# Goon V1.5 getting sold off



## Po7713 (23/6/17)

Hi guys 

I've noticed so many goon V1.5 for sale on the forum, and I am just wondering what is going on? 

Is this just maby people jumping on the hype train, or is the V1.5 not as good as the origenal? 

Sent from my SM-G920F using Tapatalk

Reactions: Like 1 | Informative 1


----------



## andro (23/6/17)

Asked samething similar . Look at this tread 
https://www.ecigssa.co.za/goon-1-5.t38981/


----------



## Po7713 (23/6/17)

andro said:


> Asked samething similar . Look at this tread
> https://www.ecigssa.co.za/goon-1-5.t38981/


Thanks for the reply @andro but I think it's the wrong link it takes me to "your favorite flavors" or maby it's my Device? 

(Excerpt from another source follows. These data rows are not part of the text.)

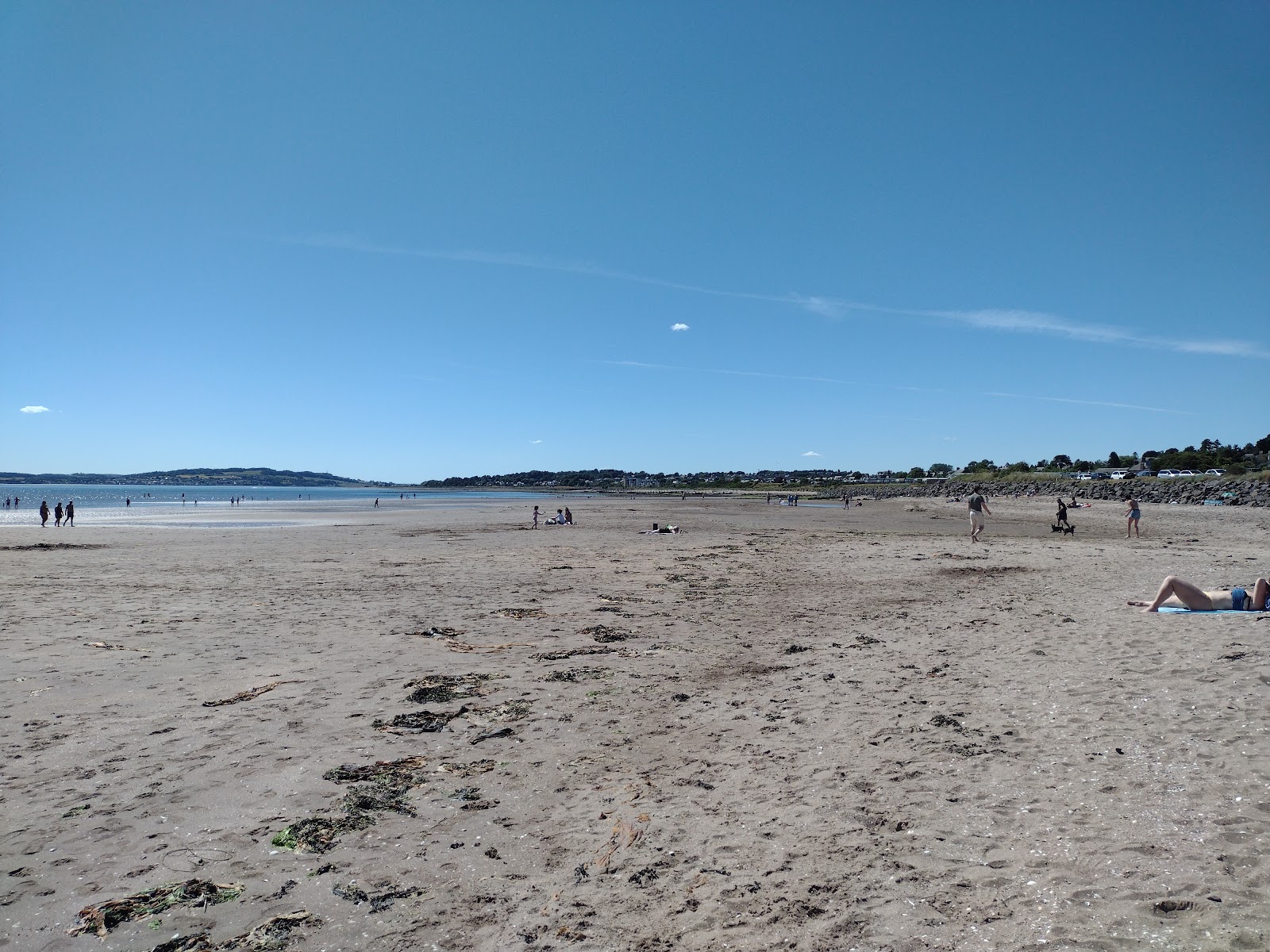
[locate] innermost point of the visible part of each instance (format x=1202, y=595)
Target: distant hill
x=234, y=476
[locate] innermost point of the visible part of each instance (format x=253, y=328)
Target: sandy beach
x=785, y=727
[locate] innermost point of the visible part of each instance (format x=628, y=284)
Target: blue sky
x=408, y=241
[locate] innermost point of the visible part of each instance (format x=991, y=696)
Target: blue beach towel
x=1219, y=611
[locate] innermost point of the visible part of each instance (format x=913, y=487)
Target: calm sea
x=210, y=505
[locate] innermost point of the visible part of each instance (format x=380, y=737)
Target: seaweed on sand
x=103, y=917
x=419, y=721
x=521, y=613
x=514, y=710
x=575, y=674
x=571, y=653
x=442, y=689
x=270, y=936
x=365, y=797
x=408, y=771
x=248, y=695
x=321, y=835
x=603, y=634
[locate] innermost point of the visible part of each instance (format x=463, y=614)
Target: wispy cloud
x=1091, y=403
x=768, y=376
x=826, y=306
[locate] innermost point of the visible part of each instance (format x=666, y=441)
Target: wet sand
x=795, y=727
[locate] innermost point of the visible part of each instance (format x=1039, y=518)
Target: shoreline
x=849, y=729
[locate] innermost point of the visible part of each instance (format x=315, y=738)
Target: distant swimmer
x=1176, y=593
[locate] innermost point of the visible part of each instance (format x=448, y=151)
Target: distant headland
x=234, y=476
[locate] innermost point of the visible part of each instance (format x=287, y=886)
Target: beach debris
x=112, y=647
x=406, y=772
x=603, y=634
x=435, y=632
x=571, y=653
x=319, y=835
x=442, y=689
x=248, y=695
x=643, y=877
x=575, y=674
x=418, y=721
x=270, y=936
x=486, y=649
x=1175, y=905
x=520, y=613
x=491, y=735
x=514, y=710
x=368, y=797
x=349, y=892
x=103, y=917
x=624, y=835
x=864, y=641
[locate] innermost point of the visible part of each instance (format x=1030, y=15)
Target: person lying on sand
x=1178, y=593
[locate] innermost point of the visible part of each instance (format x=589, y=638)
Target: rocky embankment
x=1184, y=492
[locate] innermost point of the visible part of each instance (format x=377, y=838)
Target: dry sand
x=825, y=730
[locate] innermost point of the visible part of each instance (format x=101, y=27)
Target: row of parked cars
x=1141, y=474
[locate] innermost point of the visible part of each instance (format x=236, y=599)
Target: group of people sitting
x=563, y=517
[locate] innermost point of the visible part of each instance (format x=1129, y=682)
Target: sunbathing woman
x=1176, y=593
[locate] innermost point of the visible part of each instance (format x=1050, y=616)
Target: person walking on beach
x=978, y=505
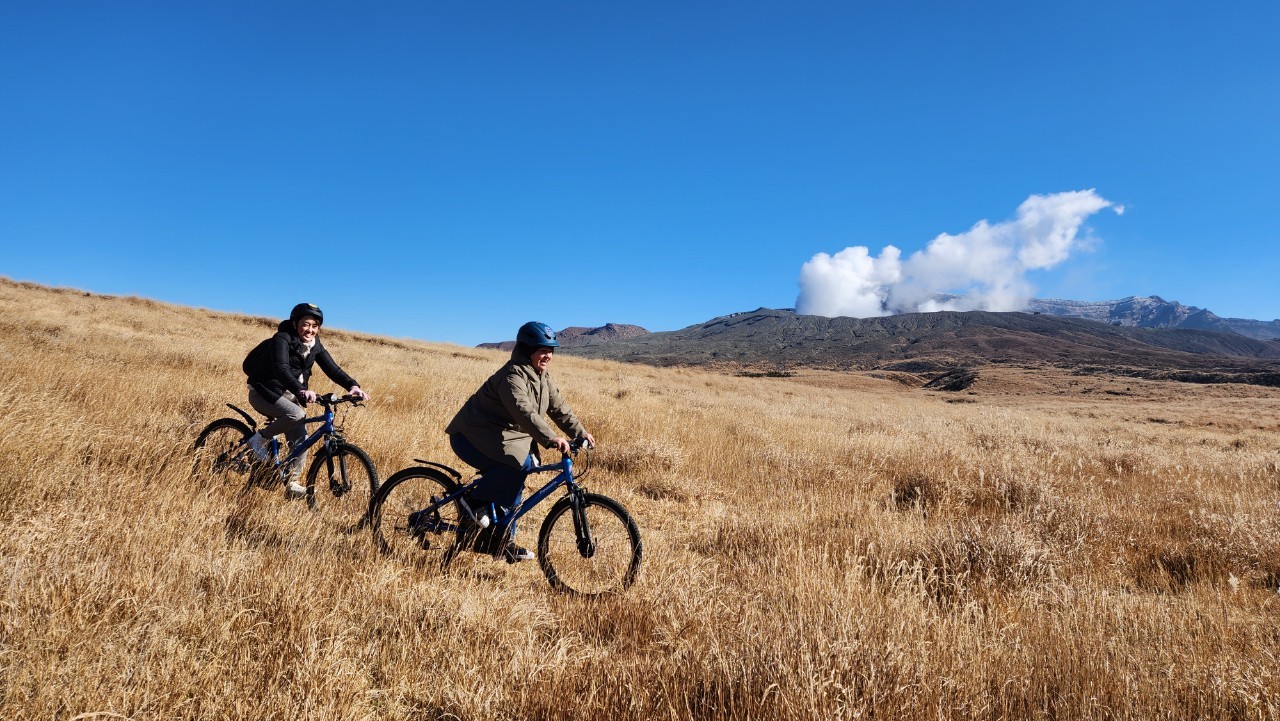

Sent from my SM-G920F using Tapatalk


----------



## andro (23/6/17)

Weird . It take me to the rigth place. Search the forum with : goon 1.5
And is a tread i started . @KZOR does a review . Imo if u have another goon leave the new one if u dont have one yet is gonna be a lovely atty


----------



## Po7713 (23/6/17)

Thanks for the advice and I will check out your thread. 

Sent from my SM-G920F using Tapatalk

Reactions: Like 1


----------